OK, than in your position, where you will mainly be travelling between few set locations, and not bringing it into train for work or clients to show, the SFF solution that VUK suggested is actually a really good alternative.
SFF can be anything from 10 Liters to massive 40 Liters, it has no defining measurements, just that it should be "smaller" :- ). There are some super thin cases that can fit E-ATX boards, and super pretty big that can barely fit ITX. A lot of options, a lot of research to do.
There is whole Reddit section dedicated to this community where you can look for inspiration, as well as lot of youtube videos, particularly from OptimumTech.
https://www.reddit.com/r/sffpc/https://www.youtube.com/channel/UCRYOj4DmyxhBVrdvbsUwmAARegarding airflow, there are generally two ways these PCs are built:
1) With air-tower which usually has to be pretty small for most cases with few exceptions. This is incredibly bad idea for 3950X, yes people do it but just because they can, doesn't mean it should be done. The CPU can be run in "eco" mode which is under-volted by stock bios in that case.

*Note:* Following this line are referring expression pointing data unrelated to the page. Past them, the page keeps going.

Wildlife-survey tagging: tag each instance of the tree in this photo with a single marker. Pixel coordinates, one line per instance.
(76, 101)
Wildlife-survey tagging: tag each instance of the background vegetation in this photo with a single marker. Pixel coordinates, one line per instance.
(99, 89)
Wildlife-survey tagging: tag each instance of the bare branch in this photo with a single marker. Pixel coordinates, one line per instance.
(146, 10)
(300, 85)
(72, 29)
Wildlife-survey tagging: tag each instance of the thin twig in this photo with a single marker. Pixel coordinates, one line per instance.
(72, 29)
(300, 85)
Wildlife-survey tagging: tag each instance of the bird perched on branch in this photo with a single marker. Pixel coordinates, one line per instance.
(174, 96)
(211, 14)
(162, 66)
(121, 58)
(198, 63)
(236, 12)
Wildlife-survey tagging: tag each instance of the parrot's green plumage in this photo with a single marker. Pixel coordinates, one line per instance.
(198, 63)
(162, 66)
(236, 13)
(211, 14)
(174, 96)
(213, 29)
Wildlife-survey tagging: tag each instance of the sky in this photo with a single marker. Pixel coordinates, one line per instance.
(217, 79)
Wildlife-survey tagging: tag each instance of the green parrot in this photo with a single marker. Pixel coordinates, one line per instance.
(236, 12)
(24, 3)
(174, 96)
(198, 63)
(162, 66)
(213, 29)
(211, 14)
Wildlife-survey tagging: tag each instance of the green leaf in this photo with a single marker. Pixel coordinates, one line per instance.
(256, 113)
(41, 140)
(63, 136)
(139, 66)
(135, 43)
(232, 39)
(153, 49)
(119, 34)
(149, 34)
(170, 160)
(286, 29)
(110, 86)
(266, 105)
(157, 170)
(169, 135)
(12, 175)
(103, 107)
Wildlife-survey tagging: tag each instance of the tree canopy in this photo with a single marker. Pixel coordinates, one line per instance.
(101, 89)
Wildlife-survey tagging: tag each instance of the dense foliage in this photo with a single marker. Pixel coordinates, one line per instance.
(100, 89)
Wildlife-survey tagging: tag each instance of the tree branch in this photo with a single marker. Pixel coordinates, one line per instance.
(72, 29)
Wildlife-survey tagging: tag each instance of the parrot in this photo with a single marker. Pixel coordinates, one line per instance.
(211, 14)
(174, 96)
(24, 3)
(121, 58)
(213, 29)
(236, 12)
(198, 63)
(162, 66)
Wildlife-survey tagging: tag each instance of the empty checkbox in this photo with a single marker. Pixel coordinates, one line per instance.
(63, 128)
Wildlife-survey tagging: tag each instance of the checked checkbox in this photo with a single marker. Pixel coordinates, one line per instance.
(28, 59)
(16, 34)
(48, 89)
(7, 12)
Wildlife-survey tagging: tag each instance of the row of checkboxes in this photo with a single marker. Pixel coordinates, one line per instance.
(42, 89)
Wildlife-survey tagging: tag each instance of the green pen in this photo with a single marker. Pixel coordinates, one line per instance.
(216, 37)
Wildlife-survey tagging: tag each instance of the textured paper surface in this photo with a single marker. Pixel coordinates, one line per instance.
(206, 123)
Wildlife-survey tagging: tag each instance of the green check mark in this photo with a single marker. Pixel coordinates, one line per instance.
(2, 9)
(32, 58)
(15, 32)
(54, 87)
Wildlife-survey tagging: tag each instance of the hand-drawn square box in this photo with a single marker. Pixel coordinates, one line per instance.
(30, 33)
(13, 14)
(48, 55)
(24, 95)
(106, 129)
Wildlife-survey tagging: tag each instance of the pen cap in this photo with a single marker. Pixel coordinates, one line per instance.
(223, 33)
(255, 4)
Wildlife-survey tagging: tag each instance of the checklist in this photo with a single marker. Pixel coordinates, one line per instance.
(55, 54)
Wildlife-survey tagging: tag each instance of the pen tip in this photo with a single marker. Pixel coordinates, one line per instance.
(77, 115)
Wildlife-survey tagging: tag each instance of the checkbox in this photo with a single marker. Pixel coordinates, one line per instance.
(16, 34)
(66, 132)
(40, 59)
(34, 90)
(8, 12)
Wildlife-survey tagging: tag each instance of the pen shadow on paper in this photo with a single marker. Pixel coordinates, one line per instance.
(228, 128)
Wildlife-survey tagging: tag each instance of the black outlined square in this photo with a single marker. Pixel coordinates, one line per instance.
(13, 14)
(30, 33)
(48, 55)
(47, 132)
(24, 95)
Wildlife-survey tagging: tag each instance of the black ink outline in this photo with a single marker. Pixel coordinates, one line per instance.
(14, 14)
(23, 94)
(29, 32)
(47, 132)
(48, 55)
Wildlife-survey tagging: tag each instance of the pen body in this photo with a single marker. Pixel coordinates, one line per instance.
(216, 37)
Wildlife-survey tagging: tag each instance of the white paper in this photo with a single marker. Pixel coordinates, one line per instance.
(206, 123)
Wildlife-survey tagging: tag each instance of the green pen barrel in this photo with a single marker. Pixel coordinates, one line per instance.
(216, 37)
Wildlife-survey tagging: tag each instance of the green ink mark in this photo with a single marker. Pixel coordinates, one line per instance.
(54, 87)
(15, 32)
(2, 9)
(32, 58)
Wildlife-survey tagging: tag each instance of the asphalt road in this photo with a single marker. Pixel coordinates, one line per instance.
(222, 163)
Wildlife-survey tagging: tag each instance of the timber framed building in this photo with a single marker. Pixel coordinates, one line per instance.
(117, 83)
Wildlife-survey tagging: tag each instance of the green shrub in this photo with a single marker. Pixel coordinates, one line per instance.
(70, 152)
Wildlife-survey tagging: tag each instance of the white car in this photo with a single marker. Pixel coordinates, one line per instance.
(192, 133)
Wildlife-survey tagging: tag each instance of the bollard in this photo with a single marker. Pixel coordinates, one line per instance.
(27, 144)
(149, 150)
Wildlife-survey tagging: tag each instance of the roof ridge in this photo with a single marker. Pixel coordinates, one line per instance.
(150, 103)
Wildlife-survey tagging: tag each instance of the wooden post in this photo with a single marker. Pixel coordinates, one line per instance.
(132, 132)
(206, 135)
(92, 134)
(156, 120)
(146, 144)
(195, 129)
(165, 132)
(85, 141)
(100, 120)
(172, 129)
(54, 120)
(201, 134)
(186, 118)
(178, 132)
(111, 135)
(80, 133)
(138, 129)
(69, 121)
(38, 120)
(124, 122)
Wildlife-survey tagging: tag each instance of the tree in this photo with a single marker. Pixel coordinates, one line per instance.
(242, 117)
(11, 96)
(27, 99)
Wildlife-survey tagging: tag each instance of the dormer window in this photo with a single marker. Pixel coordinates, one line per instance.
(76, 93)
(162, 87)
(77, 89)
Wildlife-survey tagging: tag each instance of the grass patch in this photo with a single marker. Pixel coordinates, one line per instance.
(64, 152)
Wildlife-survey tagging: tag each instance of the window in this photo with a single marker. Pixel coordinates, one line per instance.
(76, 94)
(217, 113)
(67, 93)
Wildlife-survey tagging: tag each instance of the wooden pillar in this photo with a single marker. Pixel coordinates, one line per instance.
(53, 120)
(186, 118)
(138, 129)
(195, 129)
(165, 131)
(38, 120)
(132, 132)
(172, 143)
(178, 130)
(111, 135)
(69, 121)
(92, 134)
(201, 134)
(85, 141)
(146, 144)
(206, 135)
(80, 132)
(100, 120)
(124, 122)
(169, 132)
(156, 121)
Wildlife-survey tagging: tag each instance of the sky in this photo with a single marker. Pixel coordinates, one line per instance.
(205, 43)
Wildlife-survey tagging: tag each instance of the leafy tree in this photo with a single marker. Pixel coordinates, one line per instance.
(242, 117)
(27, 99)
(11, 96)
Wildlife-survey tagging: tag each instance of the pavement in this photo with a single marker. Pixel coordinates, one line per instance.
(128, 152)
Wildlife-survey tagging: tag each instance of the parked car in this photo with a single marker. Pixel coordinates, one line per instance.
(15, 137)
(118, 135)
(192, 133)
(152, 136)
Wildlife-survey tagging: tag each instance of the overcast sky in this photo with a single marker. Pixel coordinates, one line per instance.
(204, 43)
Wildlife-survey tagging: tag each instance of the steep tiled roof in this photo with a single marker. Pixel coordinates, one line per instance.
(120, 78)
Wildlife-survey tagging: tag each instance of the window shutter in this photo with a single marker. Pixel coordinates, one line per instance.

For what is worth, my 3950X runs hot with massive NH-D15 in super ventilated case, people want to tell me it's "ok" to run it with tiny pancake cooler :- ) ?
2) With AIO cooler, but then the radiator has to be positioned in top of the case otherwise the amount of heat will wreck everything, esp. the PSU which always positioned like Puzzle piece and when overheated will start spinning fan into ridiculously loud DBs (like 40).
So my advice, is to go smaller, but not too smaller. Something like Cerberus with handles
http://www.sliger.com/products/cases/cerberus/ would be great with 280mm radiator or Lian Li TU150, also with handles that can accomodate NH-D15 or NH-U12A.
The "sandwich" cases (because the GPU is sandwiched with riser cable into vertical position) are much sexier...but with shit airflow.
People will generally say that it works, but that is not such a clear-cut case. Everything in air-constricted case will deteroriate. ITX boards have already very limited amount of VRM capacity in terms of both power stages and heatsink volume, X570 boards have chipset fans that are blocked by GPU even in their full-scale ATX formats, but in ITX or mATX the effect is compounded. Board where both chipset and VRM will run at 100C year-around will eventually deteroriate and you don't want to put expensive board into trash after a year.
Regarding price, they aren't more expensive by default. The cases are quite often more 200 Euros than 100 because they're usually aluminium for weight (and because almost all of them are manufactured in LianLi factory).
Otherwise all the rest costs the same.